With this award, the Chemistry of Life Processes Program in the Chemistry Division is funding Dr. Xin Zhang from Pennsylvania State University to develop new tools examining the effects of stresses on proteins in live cells, in real time. The proteins in cells must be maintained in a delicate balance between a folded state that is dissolved in water (soluble folded) and an solid state that does not dissolve in water (insoluble aggregated state). Excessive aggregation is bad for the cells but this phenomenon occurs when cells are exposed to stresses such as aging, heat and certain chemicals. To understand how protein stress relates to cellular function, Dr. Zhang focuses develops a new class of fluorescent sensors that light up when they come into contact with unfolded proteins in cells. This project provides a variety of new tools for real-time determinations of cellular protein stresses and recovery. The interdisciplinary nature of the program allows graduate and undergraduate students to gain training and expertise in modern chemical biology research. The project also includes an education plan called "Seeking Protein Aggregates Detectors". The central theme of this education plan is to integrate K-12 and undergraduate students in research and public engagement programs that discover new chemical detectors for protein aggregates from unexplored natural dyes and their interactions with egg white proteins.

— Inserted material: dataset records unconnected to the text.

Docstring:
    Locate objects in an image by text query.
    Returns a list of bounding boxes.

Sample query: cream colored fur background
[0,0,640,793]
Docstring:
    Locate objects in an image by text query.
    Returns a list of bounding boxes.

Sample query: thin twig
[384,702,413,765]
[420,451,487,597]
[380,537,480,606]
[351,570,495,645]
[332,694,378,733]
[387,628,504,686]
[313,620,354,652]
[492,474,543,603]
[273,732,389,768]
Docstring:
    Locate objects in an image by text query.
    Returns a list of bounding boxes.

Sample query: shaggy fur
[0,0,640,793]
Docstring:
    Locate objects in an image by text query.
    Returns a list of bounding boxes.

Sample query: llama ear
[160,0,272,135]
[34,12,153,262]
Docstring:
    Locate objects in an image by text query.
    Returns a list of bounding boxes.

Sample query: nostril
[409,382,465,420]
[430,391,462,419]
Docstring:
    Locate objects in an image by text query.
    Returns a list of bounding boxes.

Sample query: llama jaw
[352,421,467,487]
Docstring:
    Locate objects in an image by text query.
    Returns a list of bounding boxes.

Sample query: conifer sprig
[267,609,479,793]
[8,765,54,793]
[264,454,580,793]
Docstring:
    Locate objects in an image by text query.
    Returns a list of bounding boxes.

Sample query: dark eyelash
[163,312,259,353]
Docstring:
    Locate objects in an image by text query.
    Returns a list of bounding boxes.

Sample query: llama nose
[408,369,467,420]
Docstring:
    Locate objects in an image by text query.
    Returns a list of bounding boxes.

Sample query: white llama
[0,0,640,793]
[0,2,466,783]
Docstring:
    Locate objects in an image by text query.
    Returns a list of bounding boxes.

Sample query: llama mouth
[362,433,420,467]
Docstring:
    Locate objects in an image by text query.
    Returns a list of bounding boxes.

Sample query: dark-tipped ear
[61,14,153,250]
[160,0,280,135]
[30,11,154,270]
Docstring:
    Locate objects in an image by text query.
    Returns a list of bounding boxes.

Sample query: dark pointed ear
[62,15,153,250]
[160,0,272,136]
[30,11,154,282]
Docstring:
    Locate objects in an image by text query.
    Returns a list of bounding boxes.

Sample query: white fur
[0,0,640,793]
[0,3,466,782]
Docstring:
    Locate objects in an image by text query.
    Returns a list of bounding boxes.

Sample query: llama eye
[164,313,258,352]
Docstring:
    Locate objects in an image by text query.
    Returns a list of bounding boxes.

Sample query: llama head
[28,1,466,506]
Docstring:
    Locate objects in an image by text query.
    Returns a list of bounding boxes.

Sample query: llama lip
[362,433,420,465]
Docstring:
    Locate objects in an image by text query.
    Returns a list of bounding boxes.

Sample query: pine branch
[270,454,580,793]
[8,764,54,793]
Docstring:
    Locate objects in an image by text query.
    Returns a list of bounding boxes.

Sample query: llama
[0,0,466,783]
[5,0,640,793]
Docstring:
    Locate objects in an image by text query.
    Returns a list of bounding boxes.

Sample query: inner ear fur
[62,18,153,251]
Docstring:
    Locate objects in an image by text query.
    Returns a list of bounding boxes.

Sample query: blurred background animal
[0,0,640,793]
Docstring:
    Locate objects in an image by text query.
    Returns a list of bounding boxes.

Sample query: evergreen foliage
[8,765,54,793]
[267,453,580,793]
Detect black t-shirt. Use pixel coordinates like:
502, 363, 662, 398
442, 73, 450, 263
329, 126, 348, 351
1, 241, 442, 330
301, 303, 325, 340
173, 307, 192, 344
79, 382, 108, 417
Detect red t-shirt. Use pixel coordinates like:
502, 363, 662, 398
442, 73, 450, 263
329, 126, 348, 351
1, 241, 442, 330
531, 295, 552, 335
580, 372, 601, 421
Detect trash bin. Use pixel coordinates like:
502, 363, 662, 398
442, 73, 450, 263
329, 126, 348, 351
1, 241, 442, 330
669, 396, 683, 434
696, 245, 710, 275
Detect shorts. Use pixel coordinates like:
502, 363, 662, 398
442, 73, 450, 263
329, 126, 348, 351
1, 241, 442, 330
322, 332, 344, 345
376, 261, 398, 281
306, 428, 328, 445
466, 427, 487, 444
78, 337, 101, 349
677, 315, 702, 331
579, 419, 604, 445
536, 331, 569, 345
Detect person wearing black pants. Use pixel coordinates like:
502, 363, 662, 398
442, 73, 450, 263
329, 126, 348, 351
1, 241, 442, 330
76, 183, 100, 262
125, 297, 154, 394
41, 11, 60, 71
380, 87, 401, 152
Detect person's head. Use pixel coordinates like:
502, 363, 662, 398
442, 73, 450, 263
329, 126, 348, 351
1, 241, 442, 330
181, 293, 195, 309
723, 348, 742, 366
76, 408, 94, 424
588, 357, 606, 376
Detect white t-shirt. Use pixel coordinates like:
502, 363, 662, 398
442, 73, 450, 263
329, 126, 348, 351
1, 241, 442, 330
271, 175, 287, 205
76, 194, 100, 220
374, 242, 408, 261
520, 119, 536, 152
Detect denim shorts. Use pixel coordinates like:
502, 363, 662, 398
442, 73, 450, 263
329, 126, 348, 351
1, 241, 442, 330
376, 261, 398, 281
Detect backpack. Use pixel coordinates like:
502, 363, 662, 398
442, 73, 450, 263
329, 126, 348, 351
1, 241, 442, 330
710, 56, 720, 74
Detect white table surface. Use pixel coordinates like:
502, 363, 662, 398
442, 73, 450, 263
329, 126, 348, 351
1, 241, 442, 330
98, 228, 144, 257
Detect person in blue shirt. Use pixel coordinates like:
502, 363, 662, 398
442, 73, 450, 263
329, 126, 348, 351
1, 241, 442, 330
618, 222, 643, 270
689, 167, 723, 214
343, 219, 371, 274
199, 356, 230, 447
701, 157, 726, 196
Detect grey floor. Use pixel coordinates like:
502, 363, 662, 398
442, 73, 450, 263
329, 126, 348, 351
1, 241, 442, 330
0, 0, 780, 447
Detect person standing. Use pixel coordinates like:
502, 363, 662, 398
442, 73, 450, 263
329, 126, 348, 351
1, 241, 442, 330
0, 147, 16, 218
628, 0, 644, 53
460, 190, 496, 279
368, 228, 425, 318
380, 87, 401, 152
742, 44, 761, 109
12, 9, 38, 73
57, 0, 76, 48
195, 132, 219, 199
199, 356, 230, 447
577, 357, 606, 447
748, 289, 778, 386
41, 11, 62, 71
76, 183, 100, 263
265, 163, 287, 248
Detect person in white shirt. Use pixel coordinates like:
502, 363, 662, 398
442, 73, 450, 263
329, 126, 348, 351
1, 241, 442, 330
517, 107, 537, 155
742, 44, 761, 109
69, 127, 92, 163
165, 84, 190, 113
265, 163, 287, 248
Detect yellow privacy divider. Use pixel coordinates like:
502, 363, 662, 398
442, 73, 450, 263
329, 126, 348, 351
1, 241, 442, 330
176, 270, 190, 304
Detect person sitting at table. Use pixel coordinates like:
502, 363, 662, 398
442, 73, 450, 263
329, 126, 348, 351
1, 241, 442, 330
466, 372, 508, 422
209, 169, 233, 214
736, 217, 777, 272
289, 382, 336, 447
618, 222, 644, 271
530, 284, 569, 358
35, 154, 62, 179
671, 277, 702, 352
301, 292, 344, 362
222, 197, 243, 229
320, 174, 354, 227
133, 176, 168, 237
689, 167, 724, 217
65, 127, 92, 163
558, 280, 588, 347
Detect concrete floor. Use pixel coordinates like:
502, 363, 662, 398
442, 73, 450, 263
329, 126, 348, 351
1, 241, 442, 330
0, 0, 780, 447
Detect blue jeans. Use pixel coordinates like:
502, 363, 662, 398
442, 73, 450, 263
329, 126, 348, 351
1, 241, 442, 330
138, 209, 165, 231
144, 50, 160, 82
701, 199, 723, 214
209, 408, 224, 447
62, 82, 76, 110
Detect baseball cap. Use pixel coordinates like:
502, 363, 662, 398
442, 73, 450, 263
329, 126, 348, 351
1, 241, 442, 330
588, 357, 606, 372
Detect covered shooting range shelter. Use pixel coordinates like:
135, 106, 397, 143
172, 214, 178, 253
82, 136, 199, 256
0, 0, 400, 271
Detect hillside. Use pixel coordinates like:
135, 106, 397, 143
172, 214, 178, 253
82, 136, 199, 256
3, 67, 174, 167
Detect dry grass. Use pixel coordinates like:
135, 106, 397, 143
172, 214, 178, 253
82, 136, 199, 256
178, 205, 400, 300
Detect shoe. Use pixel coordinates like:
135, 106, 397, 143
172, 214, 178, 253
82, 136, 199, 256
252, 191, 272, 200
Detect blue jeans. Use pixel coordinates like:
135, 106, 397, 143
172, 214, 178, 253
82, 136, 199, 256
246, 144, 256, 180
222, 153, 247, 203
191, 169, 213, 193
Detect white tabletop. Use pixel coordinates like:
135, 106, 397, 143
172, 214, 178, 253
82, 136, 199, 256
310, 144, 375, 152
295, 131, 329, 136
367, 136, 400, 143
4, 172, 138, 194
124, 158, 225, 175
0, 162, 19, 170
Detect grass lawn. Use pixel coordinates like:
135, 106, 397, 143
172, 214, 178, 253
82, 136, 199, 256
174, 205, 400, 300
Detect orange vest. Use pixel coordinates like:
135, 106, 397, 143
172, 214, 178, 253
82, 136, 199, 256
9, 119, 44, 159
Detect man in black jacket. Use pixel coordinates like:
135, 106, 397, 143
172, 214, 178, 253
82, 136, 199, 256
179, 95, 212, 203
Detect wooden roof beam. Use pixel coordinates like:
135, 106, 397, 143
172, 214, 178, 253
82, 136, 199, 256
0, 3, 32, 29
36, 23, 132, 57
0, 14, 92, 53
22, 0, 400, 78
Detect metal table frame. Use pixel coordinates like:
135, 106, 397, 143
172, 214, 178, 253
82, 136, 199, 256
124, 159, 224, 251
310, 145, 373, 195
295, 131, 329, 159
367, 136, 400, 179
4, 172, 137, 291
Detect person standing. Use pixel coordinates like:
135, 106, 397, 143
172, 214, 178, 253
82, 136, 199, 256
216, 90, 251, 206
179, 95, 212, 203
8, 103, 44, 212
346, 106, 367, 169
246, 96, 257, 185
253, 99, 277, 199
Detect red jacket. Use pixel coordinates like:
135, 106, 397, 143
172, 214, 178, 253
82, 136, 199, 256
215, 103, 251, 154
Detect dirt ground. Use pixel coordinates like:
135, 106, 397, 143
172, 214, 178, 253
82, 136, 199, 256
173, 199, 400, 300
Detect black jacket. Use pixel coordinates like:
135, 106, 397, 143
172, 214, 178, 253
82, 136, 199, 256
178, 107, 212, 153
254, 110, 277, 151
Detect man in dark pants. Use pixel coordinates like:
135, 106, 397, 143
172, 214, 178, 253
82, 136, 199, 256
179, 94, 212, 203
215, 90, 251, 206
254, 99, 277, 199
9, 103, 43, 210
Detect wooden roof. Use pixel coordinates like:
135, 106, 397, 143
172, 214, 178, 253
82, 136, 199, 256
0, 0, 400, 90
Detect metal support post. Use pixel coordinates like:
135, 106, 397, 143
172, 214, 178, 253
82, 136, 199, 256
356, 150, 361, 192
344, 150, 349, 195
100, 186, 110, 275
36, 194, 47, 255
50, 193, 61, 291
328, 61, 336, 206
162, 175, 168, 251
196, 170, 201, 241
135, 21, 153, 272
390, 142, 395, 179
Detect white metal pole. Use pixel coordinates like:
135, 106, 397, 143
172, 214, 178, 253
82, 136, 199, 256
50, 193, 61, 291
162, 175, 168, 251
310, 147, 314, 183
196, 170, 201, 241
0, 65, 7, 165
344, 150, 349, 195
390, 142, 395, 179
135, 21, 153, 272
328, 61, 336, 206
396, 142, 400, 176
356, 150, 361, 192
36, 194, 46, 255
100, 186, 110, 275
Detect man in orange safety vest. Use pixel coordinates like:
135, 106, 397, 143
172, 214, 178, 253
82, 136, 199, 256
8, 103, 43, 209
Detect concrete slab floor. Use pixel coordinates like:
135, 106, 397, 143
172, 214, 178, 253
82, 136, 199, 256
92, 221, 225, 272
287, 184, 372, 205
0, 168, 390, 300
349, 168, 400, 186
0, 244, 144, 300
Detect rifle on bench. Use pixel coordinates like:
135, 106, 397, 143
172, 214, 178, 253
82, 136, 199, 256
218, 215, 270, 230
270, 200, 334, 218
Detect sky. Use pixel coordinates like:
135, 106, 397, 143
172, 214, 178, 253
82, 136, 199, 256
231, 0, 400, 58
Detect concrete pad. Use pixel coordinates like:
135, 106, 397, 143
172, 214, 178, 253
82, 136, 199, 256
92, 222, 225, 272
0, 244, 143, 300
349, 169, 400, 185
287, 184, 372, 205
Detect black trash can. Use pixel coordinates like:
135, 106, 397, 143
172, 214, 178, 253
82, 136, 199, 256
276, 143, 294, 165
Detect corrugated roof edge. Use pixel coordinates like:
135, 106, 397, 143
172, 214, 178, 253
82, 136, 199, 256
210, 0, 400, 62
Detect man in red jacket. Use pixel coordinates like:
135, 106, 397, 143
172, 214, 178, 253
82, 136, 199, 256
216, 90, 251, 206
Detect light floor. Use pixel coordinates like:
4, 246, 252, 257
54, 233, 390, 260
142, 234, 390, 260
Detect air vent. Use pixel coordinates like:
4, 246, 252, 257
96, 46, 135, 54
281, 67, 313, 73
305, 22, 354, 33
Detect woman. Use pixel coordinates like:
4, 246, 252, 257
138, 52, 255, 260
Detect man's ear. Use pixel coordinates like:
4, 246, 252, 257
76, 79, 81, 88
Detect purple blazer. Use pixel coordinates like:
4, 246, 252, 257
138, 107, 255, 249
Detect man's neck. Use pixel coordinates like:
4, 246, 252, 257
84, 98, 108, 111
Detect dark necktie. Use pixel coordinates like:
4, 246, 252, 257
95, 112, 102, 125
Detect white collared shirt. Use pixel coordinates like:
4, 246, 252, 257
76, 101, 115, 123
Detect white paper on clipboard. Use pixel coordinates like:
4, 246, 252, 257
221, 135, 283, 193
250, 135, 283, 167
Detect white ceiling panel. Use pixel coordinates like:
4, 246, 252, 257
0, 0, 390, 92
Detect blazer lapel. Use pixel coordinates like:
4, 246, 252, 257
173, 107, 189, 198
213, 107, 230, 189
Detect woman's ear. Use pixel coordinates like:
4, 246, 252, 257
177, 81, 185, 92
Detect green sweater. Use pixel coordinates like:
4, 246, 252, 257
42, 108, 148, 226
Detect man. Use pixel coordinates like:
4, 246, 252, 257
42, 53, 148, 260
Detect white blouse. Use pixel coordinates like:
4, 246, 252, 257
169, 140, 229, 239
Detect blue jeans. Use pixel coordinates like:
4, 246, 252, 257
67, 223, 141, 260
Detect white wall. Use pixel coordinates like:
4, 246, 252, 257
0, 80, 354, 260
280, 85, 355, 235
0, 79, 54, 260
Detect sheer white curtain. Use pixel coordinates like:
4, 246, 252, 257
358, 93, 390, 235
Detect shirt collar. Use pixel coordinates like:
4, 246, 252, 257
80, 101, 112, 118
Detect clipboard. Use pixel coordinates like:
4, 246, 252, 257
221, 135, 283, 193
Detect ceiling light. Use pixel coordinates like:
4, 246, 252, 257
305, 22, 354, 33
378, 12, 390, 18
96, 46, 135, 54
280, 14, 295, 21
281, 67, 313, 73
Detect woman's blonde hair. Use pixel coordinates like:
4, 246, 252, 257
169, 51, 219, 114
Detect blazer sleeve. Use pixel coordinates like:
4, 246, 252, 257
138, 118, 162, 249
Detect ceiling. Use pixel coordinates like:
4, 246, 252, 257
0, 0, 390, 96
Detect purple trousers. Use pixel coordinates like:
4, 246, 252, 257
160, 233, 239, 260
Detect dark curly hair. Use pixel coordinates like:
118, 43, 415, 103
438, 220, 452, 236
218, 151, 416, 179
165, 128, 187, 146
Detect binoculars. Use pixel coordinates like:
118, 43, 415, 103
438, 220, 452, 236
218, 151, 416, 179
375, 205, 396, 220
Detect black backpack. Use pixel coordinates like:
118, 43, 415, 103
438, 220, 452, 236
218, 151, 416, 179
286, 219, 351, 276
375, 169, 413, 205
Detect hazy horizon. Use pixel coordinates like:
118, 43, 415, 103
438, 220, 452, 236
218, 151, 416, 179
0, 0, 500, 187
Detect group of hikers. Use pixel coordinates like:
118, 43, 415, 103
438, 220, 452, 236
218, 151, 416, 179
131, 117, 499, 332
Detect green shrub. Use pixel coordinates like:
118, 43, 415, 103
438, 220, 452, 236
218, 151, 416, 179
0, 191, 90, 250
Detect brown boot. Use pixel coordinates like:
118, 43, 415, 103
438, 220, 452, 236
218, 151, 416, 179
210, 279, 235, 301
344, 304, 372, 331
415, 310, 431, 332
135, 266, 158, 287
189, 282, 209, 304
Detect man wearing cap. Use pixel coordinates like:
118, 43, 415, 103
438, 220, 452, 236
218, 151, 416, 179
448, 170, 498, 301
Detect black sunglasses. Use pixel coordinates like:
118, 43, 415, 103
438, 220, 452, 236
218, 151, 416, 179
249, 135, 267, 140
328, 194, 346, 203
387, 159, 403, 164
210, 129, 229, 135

As existing proteome stress sensors are insufficient to enable quantitative studies on the dynamics of proteome stress and recovery, Dr. Zhang is developing a novel class of fluorogenic sensors, represented by the AgHalo sensor. This sensor uses changes in fluorescence intensity as a direct readout to quantify stress-induced protein aggregation. Building on this foundation, Dr. Zhang is developing a second fluorogenic proteome stress sensor, AgSNAP, which is orthogonal to AgHalo, thus enabling a set of two-color sensors. To detect protein refolding as a post-stress event, a fluorogenic proteome recovery sensor is being developed using anti-solvatochromic fluorophores. These sensors are used to quantify intracellular protein aggregation and refolding in cells that are subjected to chronic stresses. Mutant proteins that can form either soluble or insoluble aggregates are also targeted. Results of these experiments test the hypothesis that the soluble aggregates of mutant proteins cause a more severe proteome stress than the insoluble aggregates. These research goals enable a set of novel proteome stress and recovery sensors for the protein biochemistry community and provide quantitative knowledge of proteome aggregation and refolding in chronically stressed cells.
This award reflects NSF's statutory mission and has been deemed worthy of support through evaluation using the Foundation's intellectual merit and broader impacts review criteria.